Lors de leur dernière quasi rencontre, il avait résolu de ne plus la revoir.

Sur le coup de la découverte de la tromperie de sa femme, Édouard s’était dressé, tendu, comme un animal l’aurait fait devant la menace d’un autre mâle marchait sur son territoire. L’émotion avait cependant été soufflée instantanément, comme la flamme d’une bougie, laissant derrière le vide absolu et une froideur sépulcrale… C’est aussi froidement qu’il lui avait dit adieu en la renvoyant à son avocat. La réaction d’animal menacé n’avait duré qu’une fraction de seconde. L’idée de les surprendre, de casser la gueule de l’intrus avant de l’évincer de sa maison n’avait pas même eu le temps de lui traverser l’esprit… Il avait évité une scène en quittant les lieux.

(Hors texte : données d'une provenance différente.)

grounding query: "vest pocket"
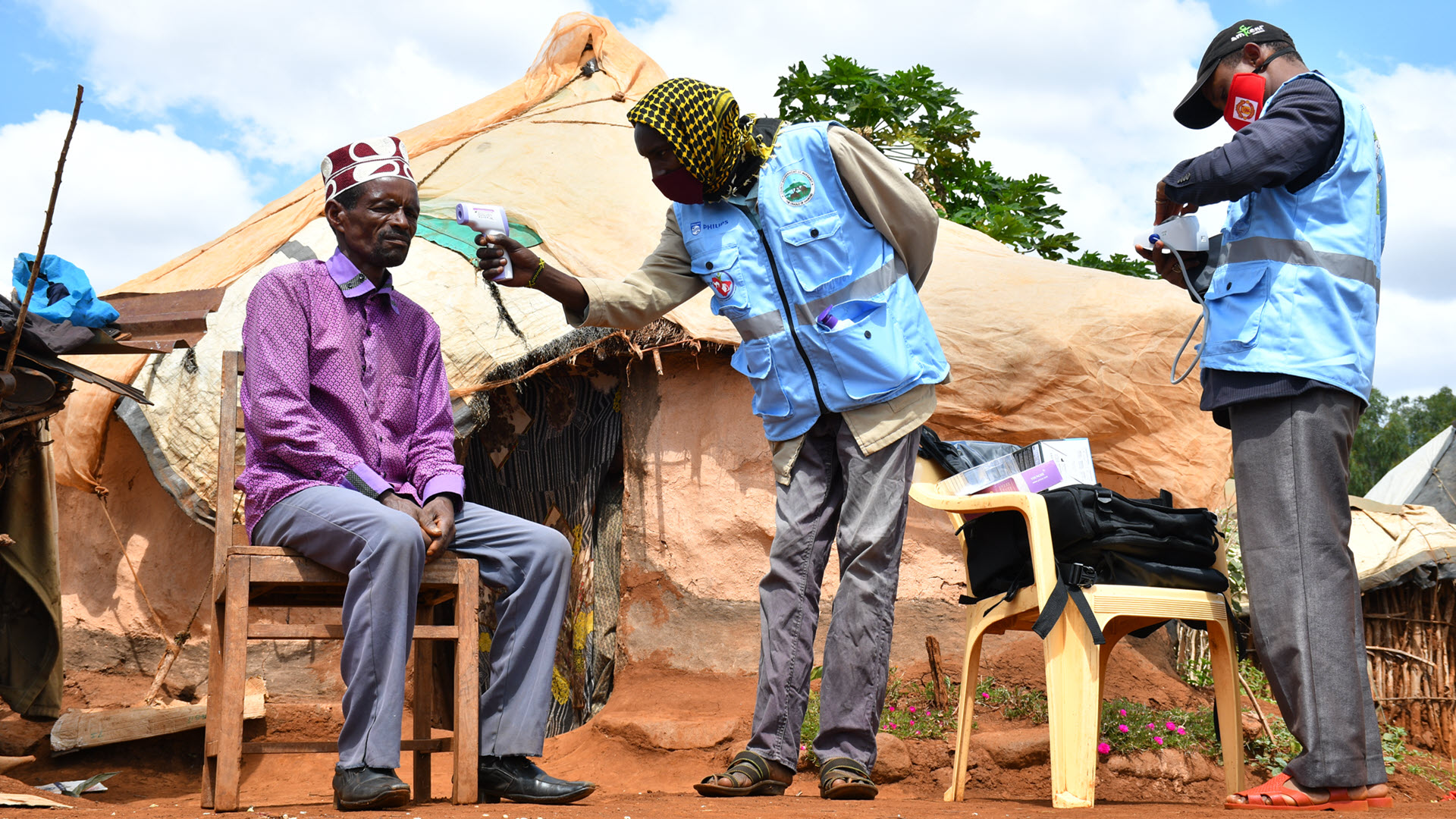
[728,338,791,419]
[812,300,915,402]
[1203,262,1272,356]
[779,213,855,291]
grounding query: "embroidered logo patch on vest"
[779,171,814,206]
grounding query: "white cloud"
[1344,64,1456,300]
[17,0,1456,392]
[626,0,1228,252]
[23,0,585,168]
[1374,288,1456,395]
[0,111,259,291]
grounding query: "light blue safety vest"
[1203,73,1386,400]
[674,122,951,440]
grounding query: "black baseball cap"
[1174,20,1294,128]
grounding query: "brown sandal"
[1223,774,1370,810]
[820,756,880,799]
[693,751,789,795]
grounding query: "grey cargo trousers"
[253,487,571,770]
[1228,389,1386,787]
[748,414,920,770]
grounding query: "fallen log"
[51,676,268,754]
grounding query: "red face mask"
[1223,73,1264,131]
[1223,46,1294,131]
[652,168,703,204]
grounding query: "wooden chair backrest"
[212,350,247,593]
[913,457,1228,602]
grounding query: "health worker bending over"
[1138,20,1389,809]
[479,79,949,799]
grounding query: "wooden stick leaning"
[0,86,84,373]
[1238,672,1279,748]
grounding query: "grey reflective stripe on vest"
[733,310,783,341]
[733,256,908,341]
[793,256,908,324]
[1219,236,1380,300]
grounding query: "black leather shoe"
[334,768,410,810]
[481,756,597,805]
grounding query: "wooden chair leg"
[945,605,987,802]
[413,606,435,802]
[1044,605,1100,808]
[202,592,224,810]
[209,555,252,811]
[1097,628,1125,714]
[1207,620,1244,792]
[450,560,481,805]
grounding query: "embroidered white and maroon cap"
[318,137,415,201]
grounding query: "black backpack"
[961,484,1228,644]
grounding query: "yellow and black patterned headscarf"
[628,77,776,201]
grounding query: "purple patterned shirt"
[237,252,464,532]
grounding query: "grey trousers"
[748,414,920,768]
[253,487,571,768]
[1228,389,1386,787]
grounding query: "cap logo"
[1228,27,1264,42]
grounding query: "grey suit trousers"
[748,414,920,768]
[253,487,571,768]
[1228,389,1386,787]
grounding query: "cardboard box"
[975,460,1076,495]
[937,438,1097,495]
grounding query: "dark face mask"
[652,168,703,204]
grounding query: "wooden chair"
[202,350,481,811]
[910,457,1244,808]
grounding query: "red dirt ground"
[0,635,1456,819]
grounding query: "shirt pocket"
[779,213,855,293]
[375,373,419,440]
[1203,261,1274,356]
[692,245,750,319]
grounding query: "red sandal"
[1223,774,1370,810]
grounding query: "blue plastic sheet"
[10,253,121,326]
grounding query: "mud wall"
[619,353,965,673]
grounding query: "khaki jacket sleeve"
[566,207,708,329]
[828,127,940,290]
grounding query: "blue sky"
[0,0,1456,392]
[0,0,1456,201]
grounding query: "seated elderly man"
[237,137,595,810]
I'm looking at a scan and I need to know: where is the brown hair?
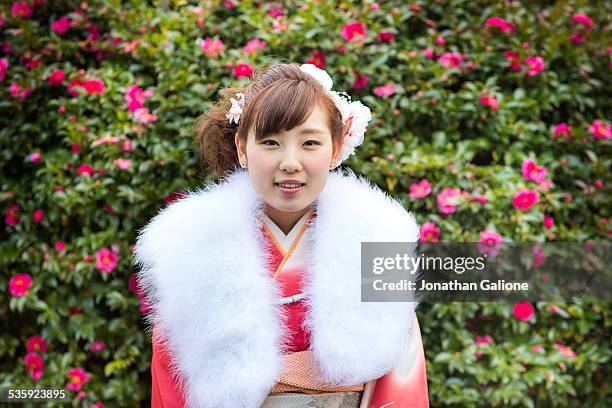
[192,63,343,177]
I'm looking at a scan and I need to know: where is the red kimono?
[151,209,429,408]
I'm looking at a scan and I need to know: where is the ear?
[234,132,246,161]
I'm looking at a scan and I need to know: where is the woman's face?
[236,106,337,218]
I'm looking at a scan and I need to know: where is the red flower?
[82,79,106,94]
[47,69,64,86]
[234,62,255,78]
[9,273,32,297]
[77,164,96,177]
[26,336,47,353]
[484,17,516,33]
[66,368,89,391]
[304,51,325,69]
[512,188,540,211]
[341,21,365,44]
[504,51,521,71]
[352,68,368,89]
[512,302,533,321]
[378,31,395,43]
[23,353,45,381]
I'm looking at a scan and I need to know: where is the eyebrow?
[300,128,325,135]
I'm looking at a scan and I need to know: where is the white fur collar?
[135,167,419,408]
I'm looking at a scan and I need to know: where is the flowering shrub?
[0,0,612,407]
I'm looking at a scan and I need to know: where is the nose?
[280,148,302,173]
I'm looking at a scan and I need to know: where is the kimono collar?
[134,170,419,408]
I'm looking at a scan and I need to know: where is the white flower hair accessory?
[225,64,372,162]
[300,64,372,162]
[225,92,244,124]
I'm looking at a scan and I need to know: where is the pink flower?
[272,19,287,33]
[521,159,548,183]
[525,56,544,76]
[512,302,533,321]
[419,221,440,242]
[32,209,45,224]
[28,152,42,163]
[409,179,431,200]
[572,14,593,31]
[341,21,365,44]
[96,248,118,273]
[304,51,326,70]
[4,204,21,227]
[438,51,463,68]
[480,95,498,112]
[113,159,132,170]
[555,343,576,359]
[9,83,32,99]
[26,336,47,353]
[474,335,493,346]
[234,62,255,78]
[55,241,66,252]
[570,33,586,44]
[47,69,65,86]
[544,215,555,229]
[200,37,225,58]
[123,38,140,53]
[51,16,71,35]
[11,1,32,18]
[89,341,105,353]
[66,368,89,391]
[123,85,145,112]
[374,82,395,96]
[553,122,572,139]
[484,17,516,33]
[437,187,461,214]
[242,38,268,55]
[77,164,96,177]
[476,229,504,258]
[378,31,395,43]
[504,51,521,71]
[23,353,45,381]
[0,58,8,81]
[531,244,546,269]
[589,119,612,139]
[352,68,368,89]
[134,108,157,125]
[9,273,32,297]
[91,136,121,146]
[81,79,106,94]
[512,188,540,211]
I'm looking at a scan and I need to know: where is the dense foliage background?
[0,0,612,407]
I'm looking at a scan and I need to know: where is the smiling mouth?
[274,183,306,189]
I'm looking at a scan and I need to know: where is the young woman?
[135,64,428,408]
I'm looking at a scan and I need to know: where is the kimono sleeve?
[151,328,185,408]
[362,314,429,408]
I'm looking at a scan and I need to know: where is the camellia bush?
[0,0,612,407]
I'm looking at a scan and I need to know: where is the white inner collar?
[264,207,313,251]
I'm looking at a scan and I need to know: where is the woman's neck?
[264,204,311,235]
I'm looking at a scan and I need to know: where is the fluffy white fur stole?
[135,170,419,408]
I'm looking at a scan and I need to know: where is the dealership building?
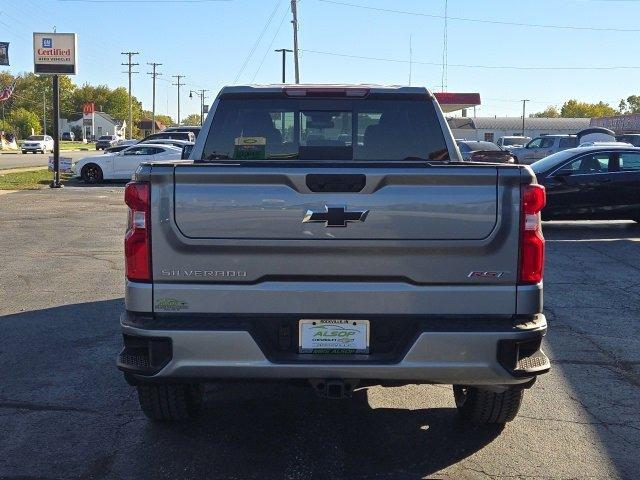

Non, Édouard Gauss n’avait rien d’un animal. Et il commençait à réaliser que c’était peut-être un problème.

Il avait su respecter sa résolution : il ne l’avait pas revue depuis. Leurs filles étaient chez leur grand-mère, la maman de Geneviève; c’est là-bas qu’il leur rendait visite à coups de demi-journées. Surtout, sa thérapie avec le docteur Lacombe avait fait germer quelques réalisations qu’il commençait à comprendre intellectuellement, de façon distante, sans encore les avoir profondément intégrées… Leurs rencontres intensives – jusqu’à trois fois par semaine – avaient soulevé certaines caractéristiques de sa personnalité qu’il avait toujours considérées comme allant de soi, mais qui se révélaient peut-être des réflexes inappropriés.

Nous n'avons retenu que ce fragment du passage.